Product binding varies dramatically between processive and nonprocessive cellulase enzymes

Abstract

Cellulases hydrolyze β-1,4 glycosidic linkages in cellulose, which are among the most prevalent and stable bonds in Nature. Cellulases comprise many glycoside hydrolase families and exist as processive or nonprocessive enzymes. Product inhibition negatively impacts cellulase action, but experimental measurements of product-binding constants vary significantly, and there is little consensus on the importance of this phenomenon. To provide molecular level insights into cellulase product inhibition, we examine the impact of product binding on processive and nonprocessive cellulases by calculating the binding free energy of cellobiose to the product sites of catalytic domains of processive and nonprocessive enzymes from glycoside hydrolase families 6 and 7. The results suggest that cellobiose binds to processive cellulases much more strongly than nonprocessive cellulases. We also predict that the presence of a cellodextrin bound in the reactant site of the catalytic domain, which is present during enzymatic catalysis, has no effect on product binding in nonprocessive cellulases, whereas it significantly increases product binding to processive cellulases. This difference in product binding correlates with hydrogen bonding between the substrate-side ligand and the cellobiose product in processive cellulase tunnels and the additional stabilization from the longer tunnel-forming loops. The hydrogen bonds between the substrate- and product-side ligands are disrupted by water in nonprocessive cellulase clefts, and the lack of long tunnel-forming loops results in lower affinity of the product ligand. These findings provide new insights into the large discrepancies reported for binding constants for cellulases and suggest that product inhibition will vary significantly based on the amount of productive binding for processive cellulases on cellulose.

FIGURE 1.

Structure of the CD of Cel7A (A), Cel7B (B), Cel6A (C), and Cel6B (D) with a cellodextrin chain (shown in blue stick model) at the reactant site and a cellobiose (shown in red stick model) at the product site of the CD. The cellodextrin is celloheptaose in Cel7A and Cel7B and cellotetraose in Cel6A and Cel6B. Construction of the N-linked glycans, which are shown below the glycosylated enzymes, is described in the supplemental text.
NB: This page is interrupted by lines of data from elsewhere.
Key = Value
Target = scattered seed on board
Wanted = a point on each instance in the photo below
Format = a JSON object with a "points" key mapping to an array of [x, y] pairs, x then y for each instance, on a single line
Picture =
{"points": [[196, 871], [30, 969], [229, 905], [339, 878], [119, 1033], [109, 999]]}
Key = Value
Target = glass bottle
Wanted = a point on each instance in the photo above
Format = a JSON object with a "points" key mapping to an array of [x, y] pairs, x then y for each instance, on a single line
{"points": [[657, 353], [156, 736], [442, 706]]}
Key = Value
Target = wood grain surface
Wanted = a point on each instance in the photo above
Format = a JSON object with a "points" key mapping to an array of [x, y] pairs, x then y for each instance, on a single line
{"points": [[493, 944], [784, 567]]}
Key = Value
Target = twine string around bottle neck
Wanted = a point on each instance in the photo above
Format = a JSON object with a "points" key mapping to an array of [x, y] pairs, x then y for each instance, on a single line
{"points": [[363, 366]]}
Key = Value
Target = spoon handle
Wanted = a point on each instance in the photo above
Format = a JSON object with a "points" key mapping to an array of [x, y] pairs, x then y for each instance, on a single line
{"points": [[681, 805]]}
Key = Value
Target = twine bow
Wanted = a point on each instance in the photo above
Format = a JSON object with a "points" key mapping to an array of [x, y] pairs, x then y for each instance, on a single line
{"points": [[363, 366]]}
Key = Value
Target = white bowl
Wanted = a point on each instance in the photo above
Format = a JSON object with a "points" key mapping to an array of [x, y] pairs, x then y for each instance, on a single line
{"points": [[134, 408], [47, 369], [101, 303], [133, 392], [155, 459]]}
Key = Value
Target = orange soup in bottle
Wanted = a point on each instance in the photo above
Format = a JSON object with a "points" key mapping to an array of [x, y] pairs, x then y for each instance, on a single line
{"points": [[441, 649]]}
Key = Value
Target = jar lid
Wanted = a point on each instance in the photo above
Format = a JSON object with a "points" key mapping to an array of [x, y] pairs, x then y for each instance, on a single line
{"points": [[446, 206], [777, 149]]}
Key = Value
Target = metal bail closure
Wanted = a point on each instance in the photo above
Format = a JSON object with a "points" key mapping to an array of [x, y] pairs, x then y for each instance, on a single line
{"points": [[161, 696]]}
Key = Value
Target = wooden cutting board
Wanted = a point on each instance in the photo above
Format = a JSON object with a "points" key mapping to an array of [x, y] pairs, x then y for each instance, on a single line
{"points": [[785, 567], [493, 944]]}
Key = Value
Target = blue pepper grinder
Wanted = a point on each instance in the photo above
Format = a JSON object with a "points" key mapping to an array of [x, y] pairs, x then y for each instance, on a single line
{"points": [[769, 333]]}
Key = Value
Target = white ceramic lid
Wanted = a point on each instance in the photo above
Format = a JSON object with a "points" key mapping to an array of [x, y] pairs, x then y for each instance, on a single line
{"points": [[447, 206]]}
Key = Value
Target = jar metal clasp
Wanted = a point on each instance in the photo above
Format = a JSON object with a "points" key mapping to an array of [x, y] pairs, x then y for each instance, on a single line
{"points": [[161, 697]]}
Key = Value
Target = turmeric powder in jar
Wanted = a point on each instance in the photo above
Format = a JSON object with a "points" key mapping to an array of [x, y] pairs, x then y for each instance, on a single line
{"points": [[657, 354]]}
The black line connecting the green and yellow spheres represents the pulling coordinate.

FIGURE 2.

PMF profiles of cellobiose expulsion from the CD of the four cellulases. PMF for Cel7A with cellodextrin is adopted from Ref. . Errors are computed by bootstrap sampling.

FIGURE 3.

A typical snapshot at 10 ns shows water molecules surrounding the carbohydrate ligand in the four cellulases examined in this study: Cel7A (A), Cel7B (B), Cel6A (C), and Cel6B (D). All water molecules within 3.5 Å of the carbohydrate substrate are shown in pink.

FIGURE 4.

Cel7A inhibition by cellobiose (modified from Ref. 9). The cellodextrin chain is shown in blue, and the cellobiose is shown in red. E, free Cel7A; ES′, precatalytic Cel7A-cellodextrin complex; ES, catalytically active Cel7A-cellodextrin complex; EI, Cel7A-inhibitor complex; ES′I, Cel7A-cellodextrin-inhibitor complex.